7. preparation method according to claim 5, which is characterized in that 6 compound of starting materials of formula is prepared with the following method：

（a）By 2 compounds of formula, that is, calciferol 18.97g, in a low temperature of about -10 DEG C, sulfur dioxide gas is slowly introducing,It is allowed to be dissolved in the sulfur dioxide of liquid, the reaction was complete for TLC monitoring, and decompression pumps sulfur dioxide gas, obtains grease formula 3Compound, about 24.30g；

（b）By above-mentioned 3 compound of formula under nitrogen protection, 7.81g imidazoles is added in, then 132mL dichloromethane adds in tertiary butylAdding tert-butyl chloro-silicane 1.44g, TLC monitoring after dimethylchlorosilane 8.65g, 80min again, the reaction was complete, and removing is moltenAgent, residue ethyl acetate 200mL are dissolved, are washed successively with water 100mL, saturated salt solution 100mL, and anhydrous magnesium sulfate is doneDry, filtrate is concentrated to dryness, and obtains 4 compound of formula, about 27.91g；

（c）95% ethyl alcohol of 250mL will be added in above-mentioned 4 compound of formula, sodium bicarbonate 2.5g adds carbon after being heated to reflux 140minSour hydrogen sodium 5g, the 2h that finishes that the reaction was continued, remove solvent, ethyl acetate are added in, successively with water, saturated common salt water washing, anhydrous sulphurSour magnesium drying, filtrate are concentrated to dryness, and obtain 5 compound of formula, about 21.01g；

（d）Above-mentioned 5 compound of formula is dissolved in 210mL dichloromethane, N-methyl morpholine oxide 19.3g is added in, is heated to 42 DEG CLeft and right is allowed to clarify, and adds the solution that selenium dioxide 3.19g is dissolved in methanol 210mL, the reaction was continued 2h, removes solvent, remainsExcess is dissolved in ethyl acetate 300mL, and successively with water, saturated common salt water washing, anhydrous magnesium sulfate drying, filtrate is concentrated to give formula 6Then the crude product of compound by column chromatography or prepares liquid phase and isolates and purifies, obtains 6 compound fine work 15g of formula.

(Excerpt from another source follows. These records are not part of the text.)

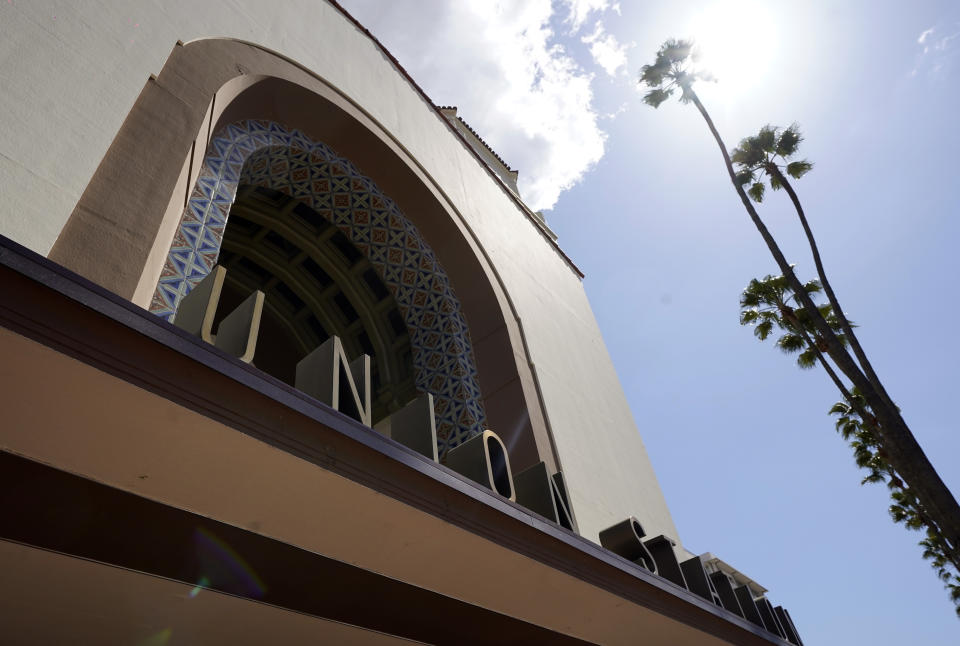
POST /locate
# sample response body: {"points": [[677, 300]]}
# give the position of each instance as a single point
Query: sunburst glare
{"points": [[736, 41]]}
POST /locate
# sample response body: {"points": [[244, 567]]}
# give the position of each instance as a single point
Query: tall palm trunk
{"points": [[904, 452], [925, 478]]}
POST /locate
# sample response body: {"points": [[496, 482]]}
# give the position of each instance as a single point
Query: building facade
{"points": [[189, 221]]}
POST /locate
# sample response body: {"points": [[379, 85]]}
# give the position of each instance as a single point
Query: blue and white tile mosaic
{"points": [[263, 153]]}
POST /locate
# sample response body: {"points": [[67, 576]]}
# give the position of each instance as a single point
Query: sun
{"points": [[735, 40]]}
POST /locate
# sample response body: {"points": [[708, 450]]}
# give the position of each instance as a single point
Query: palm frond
{"points": [[655, 97], [762, 331], [767, 139], [789, 141], [798, 169], [807, 359]]}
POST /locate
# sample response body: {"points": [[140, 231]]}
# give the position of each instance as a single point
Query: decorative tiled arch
{"points": [[264, 153]]}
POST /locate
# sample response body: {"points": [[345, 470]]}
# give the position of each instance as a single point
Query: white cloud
{"points": [[606, 51], [500, 64], [938, 56], [578, 11]]}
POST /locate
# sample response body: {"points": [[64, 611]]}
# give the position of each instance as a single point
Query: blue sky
{"points": [[739, 436]]}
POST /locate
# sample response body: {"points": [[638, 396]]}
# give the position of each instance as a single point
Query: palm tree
{"points": [[671, 71]]}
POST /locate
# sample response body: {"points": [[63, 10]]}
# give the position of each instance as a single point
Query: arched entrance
{"points": [[268, 155]]}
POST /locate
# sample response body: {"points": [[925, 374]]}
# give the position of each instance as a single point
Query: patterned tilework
{"points": [[266, 154]]}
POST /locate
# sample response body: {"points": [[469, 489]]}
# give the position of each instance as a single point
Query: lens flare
{"points": [[222, 568]]}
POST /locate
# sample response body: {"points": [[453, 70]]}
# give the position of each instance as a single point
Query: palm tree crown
{"points": [[671, 70], [766, 153]]}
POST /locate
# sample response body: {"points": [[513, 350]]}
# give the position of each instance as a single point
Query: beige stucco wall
{"points": [[70, 72]]}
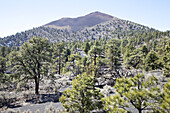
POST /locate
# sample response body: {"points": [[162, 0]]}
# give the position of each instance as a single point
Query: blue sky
{"points": [[20, 15]]}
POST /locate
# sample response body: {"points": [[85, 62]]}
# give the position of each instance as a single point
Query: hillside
{"points": [[79, 23], [113, 28]]}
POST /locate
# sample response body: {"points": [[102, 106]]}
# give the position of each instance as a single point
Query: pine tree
{"points": [[83, 97], [137, 92], [32, 61]]}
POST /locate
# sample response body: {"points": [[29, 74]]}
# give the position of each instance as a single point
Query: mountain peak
{"points": [[79, 23]]}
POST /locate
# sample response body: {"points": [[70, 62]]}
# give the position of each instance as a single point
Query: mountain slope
{"points": [[114, 28], [77, 24]]}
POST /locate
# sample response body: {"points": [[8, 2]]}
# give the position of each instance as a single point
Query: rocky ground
{"points": [[52, 90]]}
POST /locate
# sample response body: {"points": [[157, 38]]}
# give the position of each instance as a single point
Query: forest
{"points": [[119, 64]]}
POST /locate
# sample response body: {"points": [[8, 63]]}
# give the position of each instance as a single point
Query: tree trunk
{"points": [[139, 110], [112, 64]]}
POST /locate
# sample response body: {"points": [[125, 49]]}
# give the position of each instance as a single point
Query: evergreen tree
{"points": [[113, 54], [137, 92], [32, 61], [82, 98]]}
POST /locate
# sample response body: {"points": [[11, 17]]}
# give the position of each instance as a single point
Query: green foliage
{"points": [[87, 47], [83, 97], [152, 61], [113, 53], [32, 61]]}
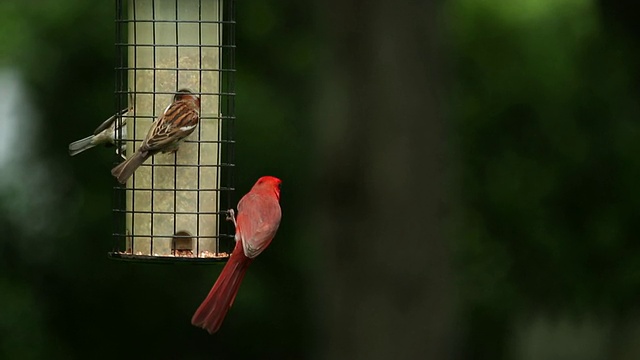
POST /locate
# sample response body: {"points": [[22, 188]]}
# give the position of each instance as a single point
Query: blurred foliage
{"points": [[545, 111]]}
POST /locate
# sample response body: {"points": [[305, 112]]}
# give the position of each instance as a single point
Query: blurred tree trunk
{"points": [[387, 287]]}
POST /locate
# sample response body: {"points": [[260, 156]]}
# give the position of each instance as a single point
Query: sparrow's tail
{"points": [[213, 309], [124, 171], [81, 145]]}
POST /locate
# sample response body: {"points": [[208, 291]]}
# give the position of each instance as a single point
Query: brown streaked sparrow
{"points": [[177, 122]]}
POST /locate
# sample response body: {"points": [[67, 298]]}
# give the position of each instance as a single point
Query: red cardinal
{"points": [[258, 220]]}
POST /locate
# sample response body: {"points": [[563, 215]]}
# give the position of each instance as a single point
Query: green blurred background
{"points": [[541, 102]]}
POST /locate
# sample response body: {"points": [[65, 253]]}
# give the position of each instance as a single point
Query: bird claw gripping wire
{"points": [[231, 215]]}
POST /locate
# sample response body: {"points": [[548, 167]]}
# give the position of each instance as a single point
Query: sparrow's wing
{"points": [[109, 122], [177, 122]]}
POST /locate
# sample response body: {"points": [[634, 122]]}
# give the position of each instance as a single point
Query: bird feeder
{"points": [[174, 207]]}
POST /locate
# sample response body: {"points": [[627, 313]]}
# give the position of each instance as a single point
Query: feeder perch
{"points": [[174, 207]]}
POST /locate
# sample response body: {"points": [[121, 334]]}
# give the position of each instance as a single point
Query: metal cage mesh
{"points": [[174, 207]]}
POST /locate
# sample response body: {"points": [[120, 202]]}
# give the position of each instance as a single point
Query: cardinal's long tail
{"points": [[123, 171], [81, 145], [213, 309]]}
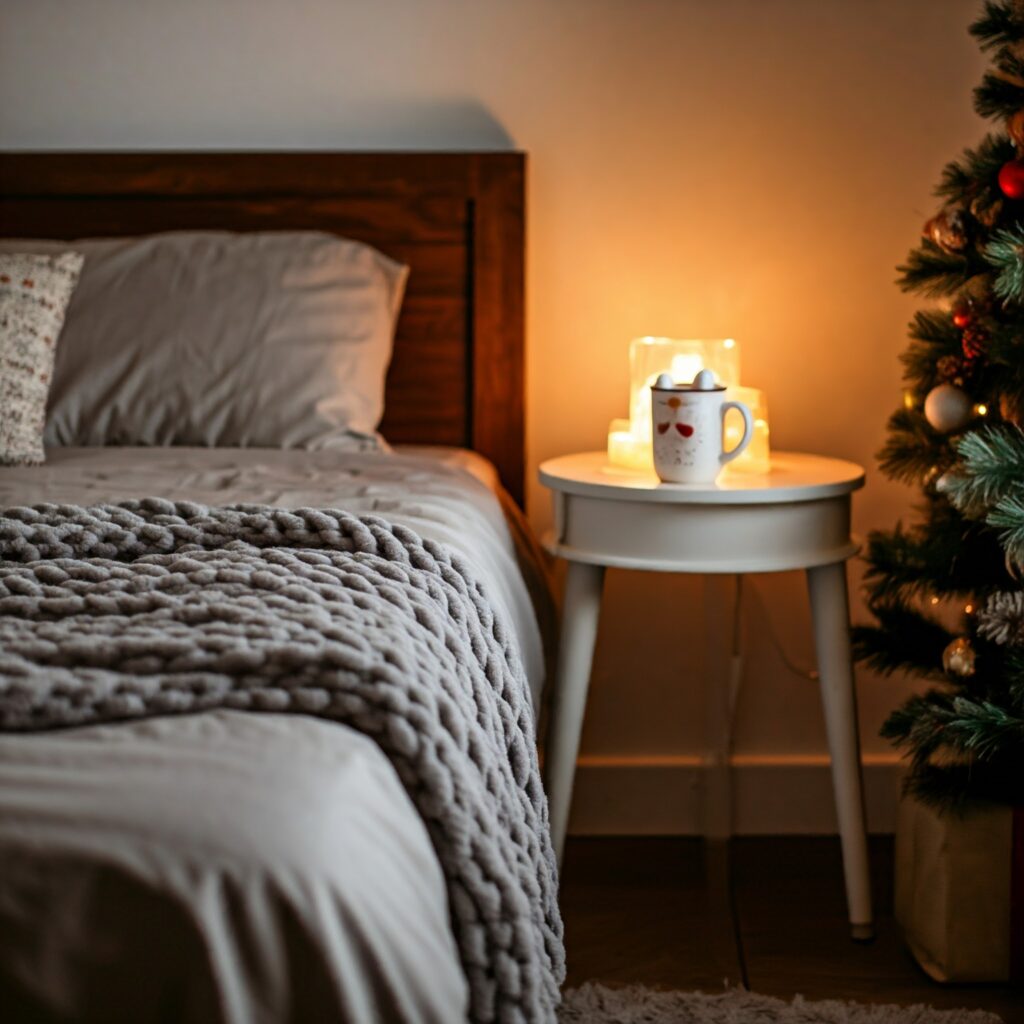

8. a kind of by the use of impurity as claimed in claim 1 or 2 as impurity reference substance, detection is with analyzing Tacalcitol bulk pharmaceutical chemicalsIn the method in relation to substance, which is characterized in that specifically comprise the following steps：

Operation is protected from light, this product about 2mg is taken, puts in 20ml brown volumetric flasks, mobile phase is added in right amount to dissolve sample and is diluted to quarterDegree, shakes up, as test solution；Precision measures test solution 1ml and puts in 200ml measuring bottles, and scale is diluted to mobile phase,It shakes up, obtains contrast solution；It takes Tacalcitol and impurity PY3 each appropriate, is configured to every ml Tacalcitols containing 0.1mg and 1 μ g impurityThe solution of PY3 as system suitability solution, is surveyed according to high performance liquid chromatography (four general rules 0512 of Chinese Pharmacopoeia version in 2015)It is fixed, it is filler with straight chain starch derivative chiral chromatographic column（CHIRALCEL AD-H 250*4.6mm 5μm）；With normal heptane-Absolute ethyl alcohol（86：14）For mobile phase；30 DEG C of column temperature；Detection wavelength is 265nm；50 μ l of system suitability solution is taken to inject liquid phaseChromatograph adjusts flow velocity, and the appearance time for making Tacalcitol is about 12min, and the separating degree of PY3 and Tacalcitol should meet ruleIt is fixed；It measures each 50 μ l injections liquid chromatograph of test solution, contrast solution respectively again, records chromatogram；Test solutionIf any PY3 peaks in chromatogram, PY3 areas are not greater than 2 times of contrast solution main peak area（1.0%）.